Running a Local LLM

Illustration of running a local LLM
Illustration of running a local LLM

LLMs are becoming very popular. The possibilities are endless with these LLMs. One danger is that all your private data is used by the companies hosting these LLMs. Therefore, it would be good to know how you can run a local LLM.

One popular local framework for running LLMs is Ollama.
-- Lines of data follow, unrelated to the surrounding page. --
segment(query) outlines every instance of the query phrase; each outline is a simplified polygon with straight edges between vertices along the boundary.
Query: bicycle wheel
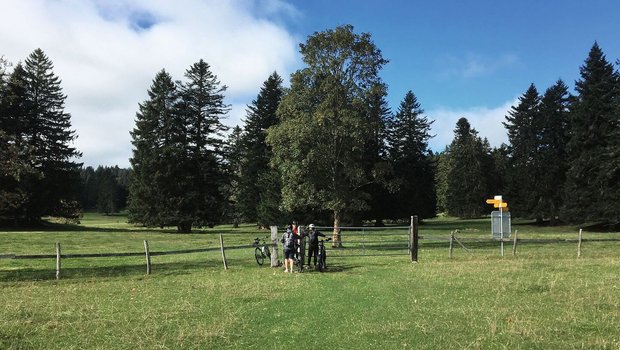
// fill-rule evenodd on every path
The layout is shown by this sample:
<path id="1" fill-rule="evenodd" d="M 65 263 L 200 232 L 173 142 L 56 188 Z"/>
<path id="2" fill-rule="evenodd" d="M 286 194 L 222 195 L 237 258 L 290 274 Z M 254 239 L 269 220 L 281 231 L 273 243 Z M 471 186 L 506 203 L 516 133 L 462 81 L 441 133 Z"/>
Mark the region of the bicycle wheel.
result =
<path id="1" fill-rule="evenodd" d="M 299 258 L 295 259 L 295 265 L 297 265 L 297 271 L 299 273 L 304 272 L 304 261 L 303 260 Z"/>
<path id="2" fill-rule="evenodd" d="M 267 258 L 271 259 L 271 248 L 265 246 L 265 255 Z"/>
<path id="3" fill-rule="evenodd" d="M 256 249 L 254 249 L 254 256 L 256 257 L 256 263 L 262 266 L 265 260 L 265 256 L 260 250 L 260 247 L 256 247 Z"/>
<path id="4" fill-rule="evenodd" d="M 319 251 L 319 271 L 325 271 L 325 249 L 323 247 Z"/>

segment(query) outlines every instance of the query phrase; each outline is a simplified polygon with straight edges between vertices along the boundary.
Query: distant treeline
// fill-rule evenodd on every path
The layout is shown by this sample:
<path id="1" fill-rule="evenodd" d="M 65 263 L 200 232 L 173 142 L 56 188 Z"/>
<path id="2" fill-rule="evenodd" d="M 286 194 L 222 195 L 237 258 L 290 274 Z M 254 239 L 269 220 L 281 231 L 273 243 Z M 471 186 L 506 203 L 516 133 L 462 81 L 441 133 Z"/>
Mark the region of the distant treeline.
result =
<path id="1" fill-rule="evenodd" d="M 78 217 L 84 209 L 147 226 L 259 226 L 488 214 L 502 194 L 513 217 L 620 222 L 620 74 L 597 43 L 575 93 L 558 80 L 527 87 L 505 117 L 508 144 L 491 148 L 466 118 L 445 150 L 412 91 L 392 111 L 388 63 L 352 26 L 300 45 L 290 87 L 274 72 L 243 125 L 222 119 L 226 85 L 204 60 L 184 80 L 161 70 L 139 104 L 127 169 L 83 169 L 60 79 L 43 51 L 0 60 L 0 221 Z M 616 65 L 620 62 L 616 61 Z"/>
<path id="2" fill-rule="evenodd" d="M 131 169 L 118 166 L 97 169 L 86 167 L 80 171 L 80 203 L 84 210 L 96 210 L 106 215 L 118 213 L 127 207 Z"/>

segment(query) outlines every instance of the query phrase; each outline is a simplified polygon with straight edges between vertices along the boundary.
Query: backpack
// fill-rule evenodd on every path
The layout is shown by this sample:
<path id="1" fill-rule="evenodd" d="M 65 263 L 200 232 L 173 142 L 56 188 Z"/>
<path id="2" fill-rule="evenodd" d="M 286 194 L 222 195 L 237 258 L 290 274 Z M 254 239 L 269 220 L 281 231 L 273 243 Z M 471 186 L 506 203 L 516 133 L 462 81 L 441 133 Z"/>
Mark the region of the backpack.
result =
<path id="1" fill-rule="evenodd" d="M 282 238 L 282 243 L 284 244 L 284 248 L 293 248 L 295 246 L 295 237 L 293 237 L 293 232 L 286 231 L 284 233 L 284 237 Z"/>

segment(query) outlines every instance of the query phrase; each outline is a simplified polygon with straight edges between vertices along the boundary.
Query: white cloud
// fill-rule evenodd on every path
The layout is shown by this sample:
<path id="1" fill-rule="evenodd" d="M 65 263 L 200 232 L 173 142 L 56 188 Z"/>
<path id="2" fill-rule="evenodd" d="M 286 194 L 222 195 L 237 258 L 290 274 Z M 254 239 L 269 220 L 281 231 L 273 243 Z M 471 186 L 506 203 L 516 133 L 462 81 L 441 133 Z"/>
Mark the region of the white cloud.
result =
<path id="1" fill-rule="evenodd" d="M 518 103 L 515 98 L 495 108 L 474 107 L 467 109 L 437 108 L 427 111 L 425 115 L 430 120 L 435 120 L 431 134 L 436 135 L 429 142 L 429 146 L 436 152 L 443 151 L 454 139 L 456 122 L 465 117 L 472 128 L 478 131 L 478 136 L 487 138 L 491 147 L 499 147 L 502 143 L 508 143 L 508 134 L 502 122 L 512 106 Z"/>
<path id="2" fill-rule="evenodd" d="M 472 79 L 493 74 L 504 68 L 519 63 L 514 54 L 503 54 L 499 57 L 489 57 L 480 54 L 467 53 L 462 57 L 446 56 L 438 60 L 437 66 L 440 79 Z"/>
<path id="3" fill-rule="evenodd" d="M 269 74 L 298 62 L 299 40 L 278 24 L 296 12 L 278 0 L 21 0 L 2 10 L 0 54 L 50 57 L 86 165 L 129 165 L 135 112 L 161 69 L 182 80 L 208 62 L 228 86 L 234 125 Z"/>

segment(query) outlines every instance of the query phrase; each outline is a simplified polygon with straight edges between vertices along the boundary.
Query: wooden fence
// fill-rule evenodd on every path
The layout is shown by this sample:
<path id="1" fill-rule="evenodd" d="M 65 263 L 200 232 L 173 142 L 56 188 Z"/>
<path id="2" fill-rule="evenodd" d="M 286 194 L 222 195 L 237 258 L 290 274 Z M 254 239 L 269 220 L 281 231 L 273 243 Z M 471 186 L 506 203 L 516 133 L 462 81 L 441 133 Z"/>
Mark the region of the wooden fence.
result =
<path id="1" fill-rule="evenodd" d="M 277 234 L 277 228 L 276 228 Z M 234 250 L 234 249 L 247 249 L 247 248 L 255 248 L 254 244 L 247 245 L 237 245 L 237 246 L 229 246 L 225 247 L 224 238 L 220 234 L 220 246 L 212 247 L 212 248 L 197 248 L 197 249 L 182 249 L 182 250 L 170 250 L 170 251 L 150 251 L 149 242 L 144 240 L 144 252 L 128 252 L 128 253 L 86 253 L 86 254 L 62 254 L 61 244 L 60 242 L 56 242 L 56 254 L 4 254 L 0 255 L 0 259 L 55 259 L 56 260 L 56 279 L 60 279 L 61 271 L 62 271 L 62 260 L 63 259 L 75 259 L 75 258 L 109 258 L 109 257 L 128 257 L 128 256 L 144 256 L 146 259 L 146 274 L 151 274 L 151 257 L 160 256 L 160 255 L 176 255 L 176 254 L 191 254 L 191 253 L 203 253 L 203 252 L 212 252 L 212 251 L 220 251 L 222 256 L 222 262 L 224 265 L 224 270 L 228 269 L 228 262 L 226 260 L 226 250 Z M 272 230 L 273 236 L 273 230 Z M 273 242 L 271 244 L 267 244 L 272 249 L 272 266 L 273 265 L 273 257 L 277 259 L 277 244 Z"/>

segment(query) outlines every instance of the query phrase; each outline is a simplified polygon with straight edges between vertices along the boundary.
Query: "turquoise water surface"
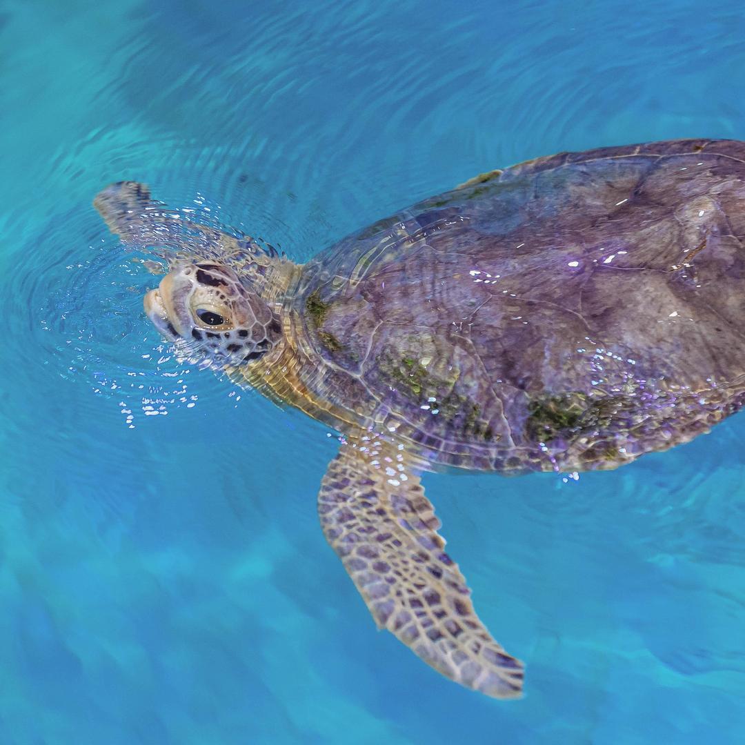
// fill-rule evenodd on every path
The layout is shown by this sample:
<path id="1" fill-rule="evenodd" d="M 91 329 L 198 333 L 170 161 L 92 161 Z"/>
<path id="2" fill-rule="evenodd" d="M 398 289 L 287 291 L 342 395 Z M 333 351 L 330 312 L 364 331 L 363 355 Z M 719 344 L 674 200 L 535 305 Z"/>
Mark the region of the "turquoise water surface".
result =
<path id="1" fill-rule="evenodd" d="M 745 13 L 408 0 L 0 4 L 0 743 L 745 741 L 745 419 L 618 472 L 428 475 L 495 701 L 376 633 L 338 443 L 180 362 L 91 201 L 121 179 L 302 261 L 561 150 L 745 139 Z"/>

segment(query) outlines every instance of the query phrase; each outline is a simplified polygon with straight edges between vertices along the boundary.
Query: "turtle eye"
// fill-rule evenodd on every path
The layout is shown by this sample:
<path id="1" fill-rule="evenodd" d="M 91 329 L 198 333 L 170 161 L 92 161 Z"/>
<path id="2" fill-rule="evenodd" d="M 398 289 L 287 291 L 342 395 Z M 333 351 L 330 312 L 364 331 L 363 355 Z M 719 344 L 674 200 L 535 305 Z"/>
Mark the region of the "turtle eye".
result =
<path id="1" fill-rule="evenodd" d="M 197 317 L 207 326 L 222 326 L 225 323 L 225 319 L 219 313 L 208 311 L 206 308 L 197 308 Z"/>

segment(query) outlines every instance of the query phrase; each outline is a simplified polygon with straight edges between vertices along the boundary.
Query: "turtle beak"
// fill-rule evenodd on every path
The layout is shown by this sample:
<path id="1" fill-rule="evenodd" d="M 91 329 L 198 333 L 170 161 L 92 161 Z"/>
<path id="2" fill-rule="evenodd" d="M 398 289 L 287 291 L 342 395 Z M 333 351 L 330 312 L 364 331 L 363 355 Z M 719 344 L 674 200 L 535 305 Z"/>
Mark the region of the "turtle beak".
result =
<path id="1" fill-rule="evenodd" d="M 145 296 L 142 304 L 145 306 L 145 314 L 161 335 L 165 337 L 168 341 L 175 341 L 179 335 L 173 323 L 168 320 L 168 314 L 163 305 L 159 291 L 150 290 Z"/>

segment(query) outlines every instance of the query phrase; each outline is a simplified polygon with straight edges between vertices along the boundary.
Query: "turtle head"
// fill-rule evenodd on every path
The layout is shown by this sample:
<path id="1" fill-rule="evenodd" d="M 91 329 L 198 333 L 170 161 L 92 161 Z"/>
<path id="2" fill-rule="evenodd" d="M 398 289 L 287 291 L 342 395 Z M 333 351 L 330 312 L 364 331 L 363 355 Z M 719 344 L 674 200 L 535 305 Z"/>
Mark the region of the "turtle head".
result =
<path id="1" fill-rule="evenodd" d="M 167 339 L 183 339 L 222 366 L 255 361 L 282 338 L 279 319 L 259 293 L 214 261 L 174 265 L 145 295 L 145 311 Z"/>

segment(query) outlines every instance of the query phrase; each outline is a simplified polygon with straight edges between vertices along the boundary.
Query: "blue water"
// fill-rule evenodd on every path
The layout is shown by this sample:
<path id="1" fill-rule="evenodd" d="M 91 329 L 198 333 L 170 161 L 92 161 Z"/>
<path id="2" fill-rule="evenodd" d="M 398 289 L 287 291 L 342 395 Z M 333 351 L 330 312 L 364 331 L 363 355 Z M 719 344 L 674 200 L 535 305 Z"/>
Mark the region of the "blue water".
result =
<path id="1" fill-rule="evenodd" d="M 615 472 L 425 477 L 498 702 L 364 604 L 325 428 L 176 359 L 90 203 L 136 179 L 297 261 L 560 150 L 745 139 L 741 3 L 0 4 L 0 742 L 745 740 L 745 417 Z"/>

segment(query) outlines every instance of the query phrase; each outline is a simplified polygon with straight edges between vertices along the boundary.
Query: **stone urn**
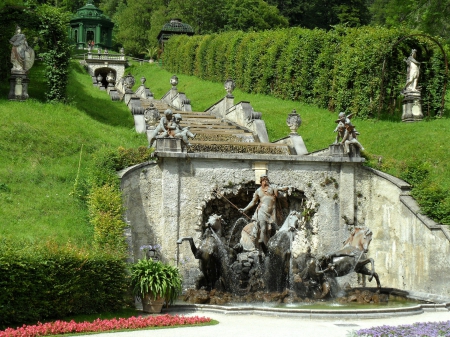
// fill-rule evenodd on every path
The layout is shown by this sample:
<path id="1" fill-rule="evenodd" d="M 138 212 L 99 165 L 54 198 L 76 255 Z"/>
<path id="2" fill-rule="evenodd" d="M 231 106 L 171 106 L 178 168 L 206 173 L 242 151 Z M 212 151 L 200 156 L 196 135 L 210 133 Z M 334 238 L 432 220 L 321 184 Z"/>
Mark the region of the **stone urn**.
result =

With Ollama, you can select an Open Source LLM, download it and then run it on your local machine. And the best thing is that only a little tweak is needed from moving from a LLM cloud provider to Ollama as their API mimics one of the most widely used APIs.

Let's start by downloading and running the popular Llama2 model. This can be done by executing the following command in your terminal (after installing Ollama):

ollama run llama2

Ollama will also become available as a webservice at http://localhost:11434. But suppose you would like to run an application developed on top of Python with the openai package on Ollama, how can we do that?

LiteLLM proxy

We can use LiteLLM to serve as a proxy for the openai package. First, we would need to install LiteLLM with pip install litellm. Then we can use the litellm package just like we would use the openai package:

from litellm import completion

response = completion(
    messages=[{"content": "Hi there!","role": "user"}], 

It is just like how you would use the OpenAI package, but now for free and on your local machine.


Large LLM cloud providers get more and more information as more people use their services. With Local LLMs, we can stay in charge of our own data and achieve the same results at a much lower prise.